Being a part of a group Graffuturism, a movement which tries to explore the commonality between the similar graffiti artists, he has met a lot of like-minded people who he now cooperates with. With extreme skill, SatOne merges geometric forms and non-figurative color fields into dazzling kaleidoscopes of both great dynamics and luminous intensity. Only at a distance does one recognize contours emerging out of the vibrant matrices that may then actualize into humanoid figures. Although futuristic and abstract, his characters possess organic forms and faces. His distinctive style uses visual language in a course between technocracy and imaginary world.
As an experimental artist, over the years SatOne continued to develop his interest in graffiti until it became a unique formal vocabulary that conjures up a landscape of science fiction and imaginary worlds. The figures in his work are futuristic and abstract, yet still express emotion and humanity through their organic forms and recognizable faces. His skillful mixture of a powerful graphic style with improvised abstract elements opens up dimensions in which graphic design, illustration and abstract art melt into an inseparable unity.
On the subject of writing graffiti, and his painting, SatOne states, “Painting on the street is a big attraction for us artists. Where else but on the street do we have such a large audience and such an unadorned form of dialogue? I cannot deny that it is a form of vanity. I also love that when writing on the streets, I have many conversations with nice people that are usually very honest and spontaneous.
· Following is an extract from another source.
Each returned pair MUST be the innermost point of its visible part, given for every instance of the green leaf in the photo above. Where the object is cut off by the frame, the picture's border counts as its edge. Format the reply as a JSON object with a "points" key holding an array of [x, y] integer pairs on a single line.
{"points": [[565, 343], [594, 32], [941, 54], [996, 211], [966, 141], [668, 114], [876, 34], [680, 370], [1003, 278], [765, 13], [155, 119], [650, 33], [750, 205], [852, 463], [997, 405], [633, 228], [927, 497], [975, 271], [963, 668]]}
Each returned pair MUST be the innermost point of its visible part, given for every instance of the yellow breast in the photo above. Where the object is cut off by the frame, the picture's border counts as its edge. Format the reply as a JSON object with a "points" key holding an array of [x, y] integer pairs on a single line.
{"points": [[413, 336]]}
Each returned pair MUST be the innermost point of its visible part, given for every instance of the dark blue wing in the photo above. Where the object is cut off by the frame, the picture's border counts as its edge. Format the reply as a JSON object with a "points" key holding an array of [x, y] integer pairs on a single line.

Outside, I also have a soft spot for old abandoned buildings or ruins. They often have a very exciting combination of different materials and surfaces. Also, the fact that these images are actually secret and no one ever sees them exerts a certain magic. This magic becomes even more apparent when the ruins are torn down and the art inside disappears with them. Photos are, and will be, the only evidence…
When I’m in the studio and alone, I must deal intensely with myself. My work lies in the artistic essence of being completely free and that is very important to me. What I need to learn now is a certain balance between myself as an artist and myself as a person. In the past, I devoted all of my free time to art. I drew almost pedantic and training techniques, just to be better. Perfection was my drive. Today I am pleased to be able to let go completely. I know that my development of a technique depends not on perfection, but of freedom.”